В этот ответ я вкладываю уже все смыслы, и Фамусов, уловив его многослойность, некоторое время молчит, расслаивая его для себя и оценивая.

— Что, потолковать с ним? — прерывает он молчание.

— О чем? — говорю я.

— Чтобы он вернул позицию к исходному положению — с витиеватостью отвечает Фамусов.

Это было мгновение, когда сюжет моей жизни мог потечь совсем другим руслом. Мне только следовало сказать о своем положении волонтера в программе Терентьева и попросить о зачислении в штат. Будь я в штате, с трудовой книжкой в отделе кадров, шестерни судьбы сцепились бы по-иному. Не знаю, хорошо бы это было или нет, я только констатирую факт: по-иному. Оформленная официальным приказом жизнь — это все равно как река, вправленная в гранитные берега: так просто в новое русло ее уже не пустишь. Но попросить о штате значило открыть Ире свое истинное положение в Стакане. Которое ей известно не было. Нет, я вовсе не таился от нее. Но так вышло, что не было случая сказать об этом, вернее, так: нужды, — и она не имела понятия, что я всего лишь приблудная овца в племенном стаде. И вот — чтобы узнала от отца? Я не мог позволить себе этого. Не то чтобы я такой гордый. Дело в чувстве достоинства. Оно у меня, пожалуй, гипертрофированное. И ничего я с этим поделать не в состоянии.

— Потолкуйте, — сказал я Фамусову.

Апофеозом встречи Нового года стало мое знакомство с чердачным этажом этого респектабельного хауза, куда меня в какой-то момент увлекла Ира сначала попросив сопроводить на лестничную клетку, чтобы там всласть подымить, потом предложивши подняться повыше, а там и просто схватив за руку и потащивши по лестнице все дальше, дальше — в темноту, в глушь, чащобу…

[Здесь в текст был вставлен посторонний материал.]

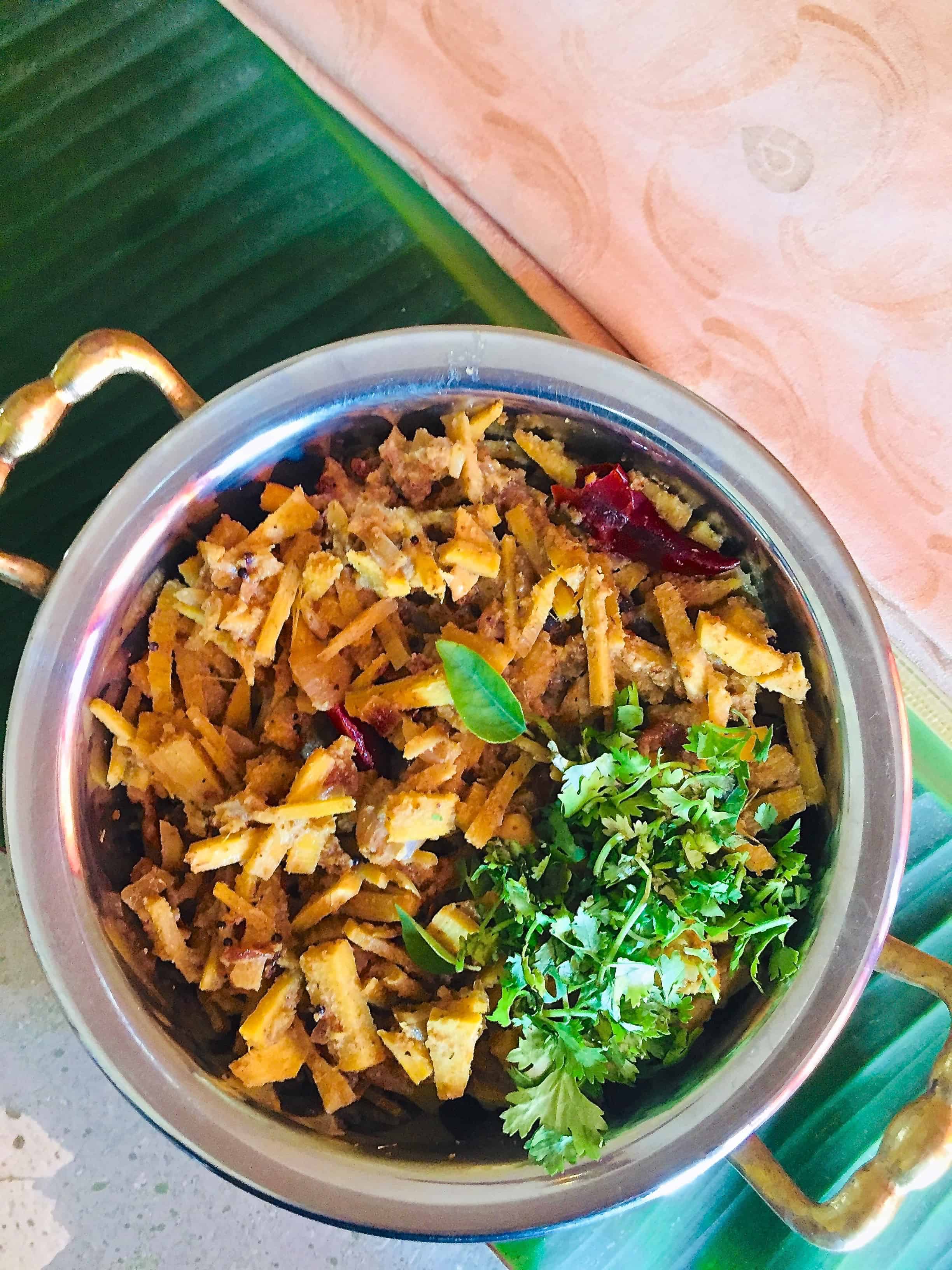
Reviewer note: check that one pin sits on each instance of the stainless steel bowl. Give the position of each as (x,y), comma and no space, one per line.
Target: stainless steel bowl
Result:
(55,821)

Когда, впрочем, мы очутились на лестничной площадке чердачного этажа, оказалось, что здесь совсем не так уж темно — свет, проникавший снизу, разжижал мглу, и на площадке стоял полумрак, в котором все можно было ясно осознавать.

— Ну что, — сказала Ира, выбрасывая сигарету в этот полумрак, проникая руками мне под пиджак и принимаясь выбирать на спине из-под брюк рубашку. Измучился, да? Хочешь, да? Прямо здесь хочешь? Думаешь, можно?

Желание обнаружилось во мне незамедлительно. Словно она распечатала его своими словами — как кувшин с запечатанным там джинном, — и оно вымахнуло наружу стремительным жадным зверем, радостно одуревшим от свободы. Через мгновение я уже сдирал с нее мешающий моему зверю холодящий нейлон колготок и шероховатый ажур трусиков, она угождающе переступала ногами, переняла у меня невесомый комок и сунула мне в карман пиджака, а следом, змеино поведя всем телом, освободилась от наброшенной на плечи перед выходом на лестницу куртки и положила за собой на перила.

Куртка была как нельзя кстати. Надо полагать, несмотря на респектабельность дома, пыли здесь было предостаточно.

— Ты думаешь, можно здесь, да? — спросила над ухом Ира, словно не была уже раздета и еще решала для себя, делать это или нет.

Шагов на лестнице я не слышал. Я услышал лишь голос. Раздавшийся совсем рядом и так неожиданно, что мой зверь, помимо всякой моей воли, легким дымком мгновенно свился обратно в родной кувшин, и лоно, где я гостил, исторгло меня из своей обители.